Ostentazione nel mostrare l’errore
Immagini sottosopra promettono fin da subito uno stile particolarmente curato, che ben presto diverrà solo una falsa illusione. Falsa come il potere femminile che viene ostentato per tutta la durata. Un concetto che oggi cavalca le onde sociali ma che qui viene travisato. Sembra che l’indipendenza sessuale diventi, di punto in bianco, il simbolo di un’ideale giusto, quello che pone la donna libera. Il potere di scelta, la decisione di trasgredire, il sentirsi liberi di lasciarsi andare a perversioni senza più il limite mentale che ci opprimeva prima, non significa essere padroni di se stessi o almeno non è così quando si va a ledere una famiglia intera.

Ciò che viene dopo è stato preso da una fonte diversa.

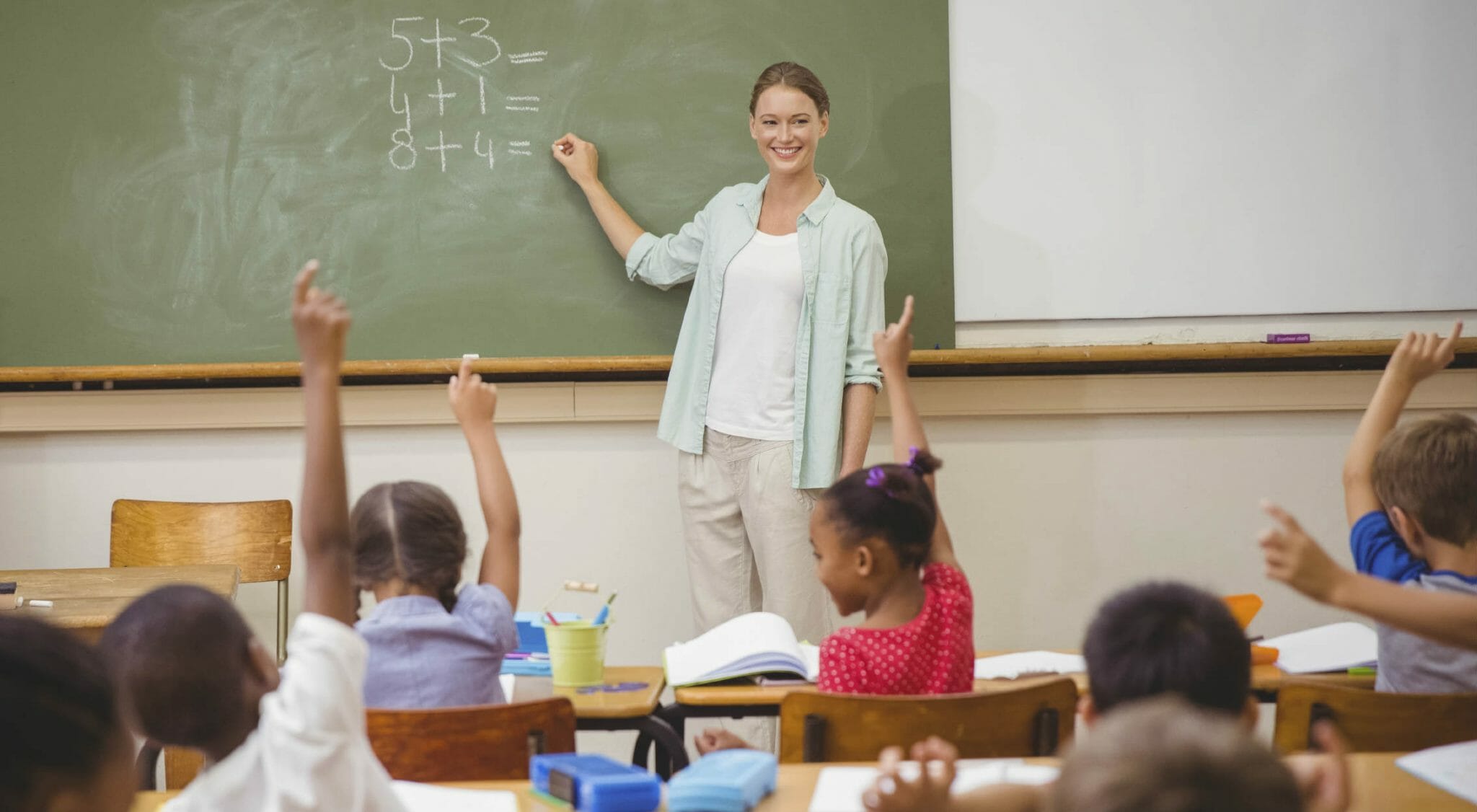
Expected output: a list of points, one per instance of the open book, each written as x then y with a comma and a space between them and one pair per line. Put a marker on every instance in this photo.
748, 645
1327, 648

Babygirl insiste su questo concetto, lo fa costantemente fino ad esplodere sul finale, con uno scambio di battute patetico e forzatamente femminista (nel senso instabile del termine). Sia ben chiaro, Babygirl non dice che sia giusto tutto questo o che la protagonista non stia commettendo un errore nei confronti della famiglia, ma tra le righe veicola il messaggio “nella vita si sbaglia, l’importante è capire e ristabilire gli equilibri” e così facendo procede indisturbato.
Basterebbe parlare per risolvere i problemi
“Prima di pretendere l’orgasmo prova solo ad amarti” cantava Irene Grandi, ma probabilmente Halina Reijn non l’ha mai ascoltata. Ecco perché l’esibizione sessuale che fin dalla prima sequenza ci viene posta davanti agli occhi, ci dice immediatamente il contrario. La soddisfazione fisica è essenziale e se il tuo partner, inconsapevole, non è in grado di dartela, allora fai da sola o meglio vai con altri.
In questo accozzamento di morali distorte, dove Cinquanta sfumature di grigio incontra giusto un pizzico di raffinatezza in più, la figura della donna ne esce sconfitta. Lo spirito in controtendenza di Babygirl sorprende e intimorisce. Nessun problema economico all’orizzonte della nostra protagonista, nessun ostacolo visibile, un marito grandioso e due figlie amorevoli. Il grande villan della storia è l’incomunicabilità.
Uno dei grossi problemi della nostra società, un feroce e troppo spesso accantonato scoglio facilmente superabile. Che sia con uno specialista o anche semplicemente in famiglia, basterebbe aprire la bocca e condividere ciò che non va. Ecco perché questo film non funziona, perché punta a mostrare dettagli scabrosi per cercare la facile chiacchiera, avendo però la sfacciataggine e la supponenza di voler fare la morale, di rappresentare qualcosa che dovrebbe smuovere le menti. E accecato dalla sua superficiale copertina deraglia verso un’etica sottosopra.